Upon further inspection of CNR’s “integrity management arrangement”, the HSE identified a “number of deficiencies” relating to its maintenance management “strategy, processes, planning & execution”.
They include the company’s plans for handling “external corrosion on the firewater pipe work systems” on the Ninian South and Central.
It had become one of “wholesale replacement” instead of “localised repair” due to the level of “degradation”, the HSE said.
There was also found to be an “increased reliance” by CNR on defined life repairs (DLRs) over the last five years on all three platforms.
That is on top of “poor management processes” in place for ensuring that “suitable inspections of DLRs” were carried out at the required intervals.
Worryingly the HSE also found the “dead leg register” on the Ninian South contained a “significant number of lines” that had not been inspected.
A dead leg is part of a pipeline that normally has no or minimal flow passing through it.
Some of those the watchdog spotted were inspected over five years ago and “appeared overdue whilst approaching minimum wall thickness for safe operation”.

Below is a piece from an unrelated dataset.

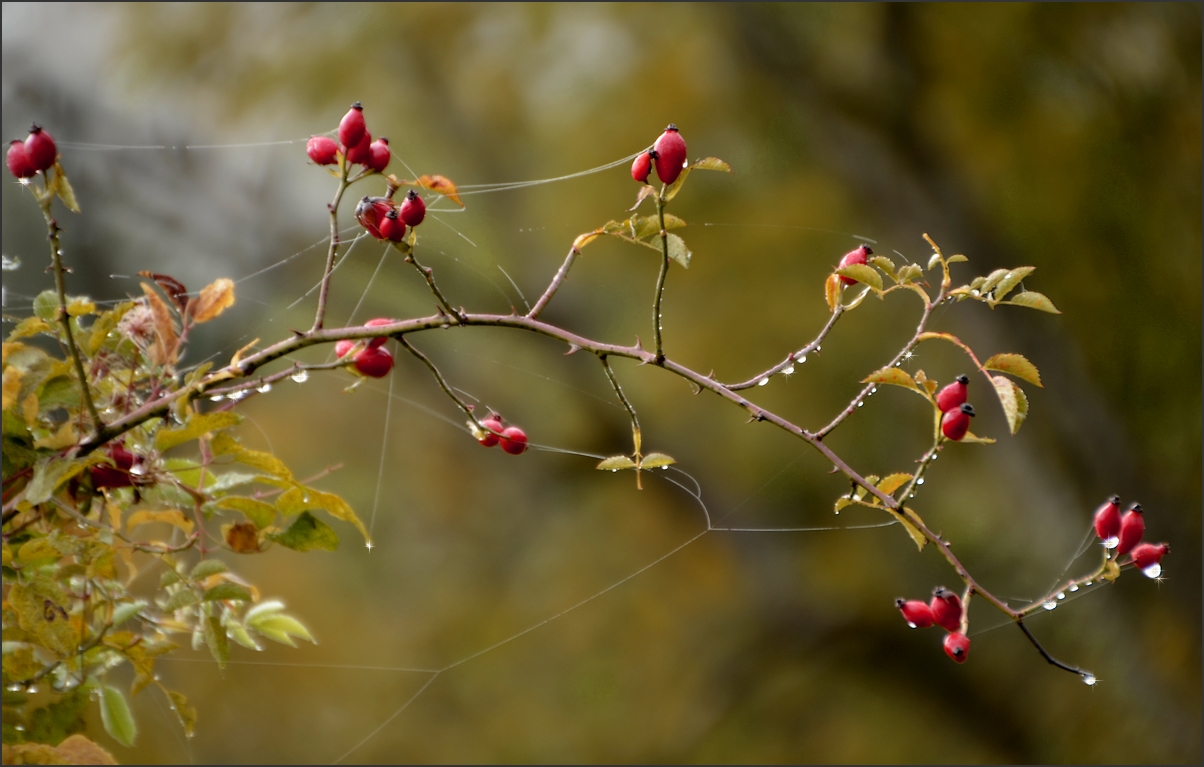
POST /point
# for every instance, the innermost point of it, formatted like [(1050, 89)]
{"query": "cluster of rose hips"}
[(945, 611), (1125, 534), (372, 360), (354, 143), (36, 153), (668, 155), (957, 412), (512, 438)]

Concluding, the HSE said: “As a result of the above, you have failed to make and give effect to such arrangements as are appropriate for the effective organisation, control, monitoring and review of the preventive and protective measures for managing your installation integrity risks on your aforementioned installations.”
CNR has until September 30 to comply with the improvement notice.
A spokeswoman for the company said: “CNR International (UK) Limited confirms that on 24th March 2022 an Improvement Notice was served by the Health and Safety Executive in relation to integrity management arrangements across our North Sea assets.
“Safety is a core value at CNR International. The company will comply with the notice in the prescribed timeframe.”
On two separate occasions in the space of less than a year workers had to be removed from the Ninian South due to weather, first in April 2021 and again in January.
It has sparked concerns about the safety of the installation, 240 miles off Aberdeen, and one union boss called into question the long-term future of the platform.